SGI: Hardware

Fuel won't power on (Looks like it's not a bad power supply)

I have a Fuel that won't power up. Pressing the power button does nothing, the light bar never flashes, etc. I assumed it was a bad power supply at first but now I am not so sure. It has the 430 watt NMB power supply, and when plugged in the 5V standby rail is on and reasonably close to +5V. For further testing I removed it from the Fuel, plugged in a couple of old hard drives I keep around for load-testing PSU and connected the PS_ON pin of the WTX 24 pin connector to ground. All of the hard drives spun up and stayed running as long as PS_ON was grounded, which makes me think that at least the +5 and +12V rails are OK.

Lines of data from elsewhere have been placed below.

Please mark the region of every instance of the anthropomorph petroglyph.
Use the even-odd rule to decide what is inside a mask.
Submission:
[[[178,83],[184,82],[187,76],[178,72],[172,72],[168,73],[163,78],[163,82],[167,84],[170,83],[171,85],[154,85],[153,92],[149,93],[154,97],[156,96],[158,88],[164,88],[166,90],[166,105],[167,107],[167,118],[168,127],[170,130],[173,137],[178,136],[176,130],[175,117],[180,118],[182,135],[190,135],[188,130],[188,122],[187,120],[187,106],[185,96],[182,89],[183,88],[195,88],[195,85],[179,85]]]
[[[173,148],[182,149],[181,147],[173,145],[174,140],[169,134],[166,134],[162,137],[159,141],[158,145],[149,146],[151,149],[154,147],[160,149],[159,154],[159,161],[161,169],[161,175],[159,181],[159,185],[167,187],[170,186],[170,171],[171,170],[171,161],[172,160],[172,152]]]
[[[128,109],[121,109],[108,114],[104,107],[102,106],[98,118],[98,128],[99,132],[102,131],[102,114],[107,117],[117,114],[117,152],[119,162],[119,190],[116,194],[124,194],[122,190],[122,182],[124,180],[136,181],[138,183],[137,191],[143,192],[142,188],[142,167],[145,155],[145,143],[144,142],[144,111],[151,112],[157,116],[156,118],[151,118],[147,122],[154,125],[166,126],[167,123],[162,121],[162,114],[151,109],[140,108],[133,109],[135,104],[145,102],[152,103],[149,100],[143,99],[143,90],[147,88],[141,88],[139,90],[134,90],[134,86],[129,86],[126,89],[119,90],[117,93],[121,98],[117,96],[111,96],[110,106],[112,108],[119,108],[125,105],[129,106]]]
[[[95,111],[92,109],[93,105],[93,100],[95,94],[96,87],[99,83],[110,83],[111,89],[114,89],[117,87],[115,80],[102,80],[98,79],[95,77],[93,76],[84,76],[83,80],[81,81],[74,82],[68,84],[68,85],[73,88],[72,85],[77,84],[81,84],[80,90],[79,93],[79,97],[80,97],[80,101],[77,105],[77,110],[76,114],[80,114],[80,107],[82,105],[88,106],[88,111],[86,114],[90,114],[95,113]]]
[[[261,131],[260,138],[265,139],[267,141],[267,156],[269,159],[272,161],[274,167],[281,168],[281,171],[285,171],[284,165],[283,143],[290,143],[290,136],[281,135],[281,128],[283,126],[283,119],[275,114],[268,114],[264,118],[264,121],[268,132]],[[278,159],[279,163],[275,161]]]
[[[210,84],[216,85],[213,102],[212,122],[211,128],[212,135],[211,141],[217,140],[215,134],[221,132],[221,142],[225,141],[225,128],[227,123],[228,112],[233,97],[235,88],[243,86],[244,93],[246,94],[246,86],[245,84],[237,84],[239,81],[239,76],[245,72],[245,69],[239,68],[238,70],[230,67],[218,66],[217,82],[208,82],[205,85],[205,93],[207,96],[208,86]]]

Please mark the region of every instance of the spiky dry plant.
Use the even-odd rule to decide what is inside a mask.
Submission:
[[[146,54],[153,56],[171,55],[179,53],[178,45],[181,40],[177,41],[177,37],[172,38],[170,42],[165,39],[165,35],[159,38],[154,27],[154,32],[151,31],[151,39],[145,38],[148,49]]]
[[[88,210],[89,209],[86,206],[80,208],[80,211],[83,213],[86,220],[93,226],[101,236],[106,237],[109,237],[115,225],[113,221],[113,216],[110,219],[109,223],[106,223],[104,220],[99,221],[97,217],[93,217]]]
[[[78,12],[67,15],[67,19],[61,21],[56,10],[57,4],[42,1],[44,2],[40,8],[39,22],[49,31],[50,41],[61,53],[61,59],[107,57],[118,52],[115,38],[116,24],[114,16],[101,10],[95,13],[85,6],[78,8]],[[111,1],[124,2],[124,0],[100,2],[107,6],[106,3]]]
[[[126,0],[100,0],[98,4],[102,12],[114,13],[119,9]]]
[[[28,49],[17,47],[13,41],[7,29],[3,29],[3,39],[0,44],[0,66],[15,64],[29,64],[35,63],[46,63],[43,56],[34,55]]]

I've tried connecting a serial cable to the internal L1 port at 38400 8N1 and see no signs of life after hitting CTRL+T several times with or without a null modem adapter. Any ideas on what to check next?
I've had similar problem a year ago and spent a lot of time modifying a standard ATX power supply to replace the presumed dead original NMB. Finally, I found out that the V12 was faulty. Replaced it by a V10 I had on stock and... tadaaa !

More information here .

Did you try to connect to the L1 ? What's the output of "power" command ?
:Onyx2: : oxygen / :A3504L: :A3504L: : neon (16xItanium2 1.6, L2 9MB) / :O200: :O200: : beryllium
:Fuel: : nitrogen / :Octane2: : carbon / :Octane: : fluorine
:O2: : hydrogen (R10k 195, 512Mo) / :O2: : sodium (R5k 180, 512Mo) / :O2: : R5k 180->200 motherboard and PM only
:Indigo2IMP: : helium (R10k 195, HighImpact, 160Mo) / :Indigo2IMP: : boron / :Indigo: : magnesium
:4D70G: 4D70GT : my very first one (now property of musée bolo and the foundation mémoires informatiques )
See the hinv/gfxinfo posts here .
I tried connecting to the L1 via the internal serial port with a terminal emulator set to 38400 8,N,1 and didn't get any output. Should the L1 be up and running as long as +5V standby is up?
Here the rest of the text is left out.